Herrmann Tim, Liebig Thorsten, Mallow Johannes, Bruns Christian, Stadler Jörg, Mylius Judith, Brosch Michael, Svedja Jan Taro, Chen Zhichao, Rennings Andreas, Scheich Henning, Plaumann Markus, Hauser Marcus J B, Bernarding Johannes, Erni Daniel
Institute of Biometrics and Medical Informatics, Otto-von-Guericke University Magdeburg, Magdeburg, Germany.
General and Theoretical Electrical Engineering (ATE), University of Duisburg-Essen, and CENIDE-Center for Nanointegration Duisburg-Essen, Duisburg, Germany.

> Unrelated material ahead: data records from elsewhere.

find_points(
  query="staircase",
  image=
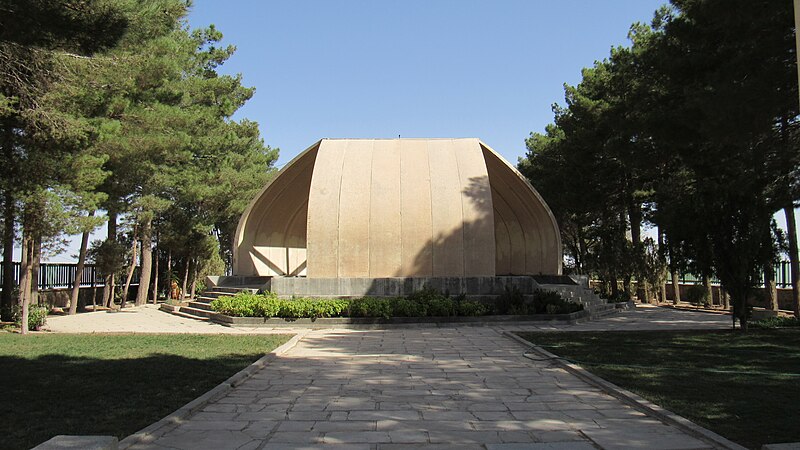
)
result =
(200, 308)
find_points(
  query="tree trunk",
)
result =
(662, 289)
(130, 269)
(26, 269)
(635, 217)
(794, 263)
(108, 283)
(724, 298)
(676, 288)
(9, 217)
(155, 276)
(185, 278)
(36, 264)
(770, 288)
(147, 261)
(76, 285)
(194, 280)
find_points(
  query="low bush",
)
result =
(542, 302)
(471, 308)
(620, 297)
(370, 307)
(37, 316)
(424, 303)
(775, 322)
(697, 295)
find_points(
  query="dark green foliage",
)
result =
(406, 307)
(37, 316)
(697, 295)
(619, 297)
(471, 308)
(691, 128)
(303, 307)
(550, 302)
(776, 322)
(425, 303)
(370, 307)
(542, 302)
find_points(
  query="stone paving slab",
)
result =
(463, 388)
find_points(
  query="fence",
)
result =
(62, 275)
(783, 277)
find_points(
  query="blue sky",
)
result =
(414, 68)
(435, 68)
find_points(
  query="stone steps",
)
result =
(200, 307)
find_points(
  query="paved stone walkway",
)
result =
(446, 388)
(148, 319)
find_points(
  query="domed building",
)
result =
(397, 208)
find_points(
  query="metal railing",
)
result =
(62, 275)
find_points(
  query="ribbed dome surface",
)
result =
(379, 208)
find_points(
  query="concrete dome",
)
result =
(378, 208)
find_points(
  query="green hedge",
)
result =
(425, 303)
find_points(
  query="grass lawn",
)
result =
(110, 384)
(744, 387)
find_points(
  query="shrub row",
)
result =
(425, 303)
(776, 322)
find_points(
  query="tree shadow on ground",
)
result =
(54, 394)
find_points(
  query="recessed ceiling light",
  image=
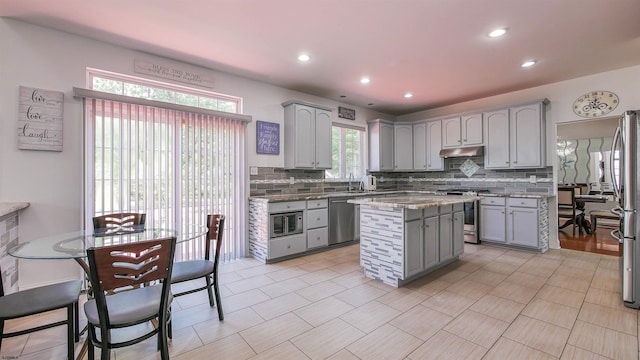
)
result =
(498, 32)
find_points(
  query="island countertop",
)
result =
(415, 202)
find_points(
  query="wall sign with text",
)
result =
(267, 137)
(346, 113)
(40, 119)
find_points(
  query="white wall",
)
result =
(37, 57)
(52, 181)
(623, 82)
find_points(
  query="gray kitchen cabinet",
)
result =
(522, 222)
(465, 130)
(471, 129)
(434, 145)
(513, 222)
(403, 147)
(414, 246)
(493, 221)
(307, 135)
(420, 146)
(432, 236)
(317, 221)
(515, 137)
(451, 132)
(381, 145)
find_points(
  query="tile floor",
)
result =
(492, 304)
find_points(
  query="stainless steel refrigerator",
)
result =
(626, 183)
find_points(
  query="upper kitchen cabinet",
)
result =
(460, 131)
(381, 145)
(307, 135)
(403, 147)
(420, 146)
(515, 137)
(434, 145)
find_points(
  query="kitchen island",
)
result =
(405, 237)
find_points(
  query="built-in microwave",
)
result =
(286, 224)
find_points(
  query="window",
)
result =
(172, 164)
(347, 152)
(155, 90)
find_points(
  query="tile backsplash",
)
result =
(276, 181)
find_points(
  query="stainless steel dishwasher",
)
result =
(342, 221)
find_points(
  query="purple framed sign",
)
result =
(267, 137)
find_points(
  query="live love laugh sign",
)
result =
(40, 119)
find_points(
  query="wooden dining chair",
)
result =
(40, 300)
(205, 268)
(131, 286)
(118, 221)
(568, 209)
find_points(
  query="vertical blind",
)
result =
(175, 166)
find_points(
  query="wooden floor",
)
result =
(600, 242)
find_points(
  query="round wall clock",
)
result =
(595, 103)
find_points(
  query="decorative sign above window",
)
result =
(172, 73)
(40, 119)
(267, 137)
(346, 113)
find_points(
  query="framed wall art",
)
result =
(40, 119)
(267, 137)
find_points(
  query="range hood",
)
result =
(462, 152)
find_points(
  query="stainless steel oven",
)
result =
(286, 224)
(470, 213)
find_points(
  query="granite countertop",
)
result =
(520, 195)
(415, 202)
(8, 208)
(315, 196)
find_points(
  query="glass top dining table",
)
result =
(74, 245)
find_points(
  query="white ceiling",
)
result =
(436, 49)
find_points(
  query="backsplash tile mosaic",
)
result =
(277, 181)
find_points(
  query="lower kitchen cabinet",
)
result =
(432, 237)
(515, 222)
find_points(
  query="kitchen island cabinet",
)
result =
(403, 238)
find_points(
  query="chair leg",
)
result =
(218, 302)
(1, 331)
(71, 331)
(76, 324)
(90, 338)
(162, 338)
(209, 284)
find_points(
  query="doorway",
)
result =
(583, 157)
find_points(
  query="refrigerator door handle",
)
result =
(627, 270)
(616, 189)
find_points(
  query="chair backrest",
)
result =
(118, 220)
(125, 266)
(567, 196)
(215, 226)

PLoS One. 2018 Jan 25;13(1):e0191719. doi: 10.1371/journal.pone.0191719. eCollection 2018.
Magnetic resonance imaging (MRI) at ultra-high fields (UHF), such as 7 T, provides an enhanced signal-to-noise ratio and has led to unprecedented high-resolution anatomic images and brain activation maps. Although a variety of radio frequency (RF) coil architectures have been developed for imaging at UHF conditions, they usually are specialized for small volumes of interests (VoI). So far, whole-body coil resonators are not available for commercial UHF human whole-body MRI systems. The goal of the present study was the development and validation of a transmit and receive system for large VoIs that operates at a 7 T human whole-body MRI system. A Metamaterial Ring Antenna System (MRAS) consisting of several ring antennas was developed, since it allows for the imaging of extended VoIs. Furthermore, the MRAS not only requires lower intensities of the irradiated RF energy, but also provides a more confined and focused injection of excitation energy on selected body parts. The MRAS consisted of several antennas with 50 cm inner diameter, 10 cm width and 0.5 cm depth. The position of the rings was freely adjustable. Conformal resonant right-/left-handed metamaterial was used for each ring antenna with two quadrature feeding ports for RF power. The system was successfully implemented and demonstrated with both a silicone oil and a water-NaCl-isopropanol phantom as well as in vivo by acquiring whole-body images of a crab-eating macaque. The potential for future neuroimaging applications was demonstrated by the acquired high-resolution anatomic images of the macaque's head. Phantom and in vivo measurements of crab-eating macaques provided high-resolution images with large VoIs up to 40 cm in xy-direction and 45 cm in z-direction. The results of this work demonstrate the feasibility of the MRAS system for UHF MRI as proof of principle. The MRAS shows a substantial potential for MR imaging of larger volumes at 7 T UHF. This new technique may provide new diagnostic potential in spatially extended pathologies such as searching for spread-out tumor metastases or monitoring systemic inflammatory processes.
超高场(UHF)磁共振成像(MRI),如7T,可提供更高的信噪比,并带来了前所未有的高分辨率解剖图像和脑激活图。尽管已开发出多种用于UHF条件下成像的射频(RF)线圈架构,但它们通常专门用于小感兴趣体积(VoI)。到目前为止,全身线圈谐振器尚未用于商用UHF人体全身MRI系统。本研究的目标是开发并验证一种用于大VoI的发射和接收系统,该系统在7T人体全身MRI系统上运行。开发了一种由多个环形天线组成的超材料环形天线系统(MRAS),因为它允许对扩展的VoI进行成像。此外,MRAS不仅需要较低强度的照射RF能量,还能在选定的身体部位提供更受限且聚焦的激发能量注入。MRAS由几个内径为50cm、宽度为10cm、深度为0.5cm的天线组成。这些环的位置可自由调节。每个环形天线使用共形谐振左右手超材料,带有两个用于RF功率的正交馈电端口。该系统已成功实现,并通过使用硅油和水-氯化钠-异丙醇体模以及通过获取食蟹猕猴的全身图像在体内进行了演示。通过获取猕猴头部的高分辨率解剖图像,证明了其在未来神经成像应用中的潜力。食蟹猕猴的体模和体内测量提供了高分辨率图像,其大VoI在xy方向上可达40cm,在z方向上可达45cm。这项工作的结果证明了MRAS系统用于UHF MRI作为原理验证的可行性。MRAS在7T UHF下对更大体积进行MR成像显示出巨大潜力。这项新技术可能在空间扩展的病理学中提供新的诊断潜力,例如寻找扩散的肿瘤转移或监测全身性炎症过程。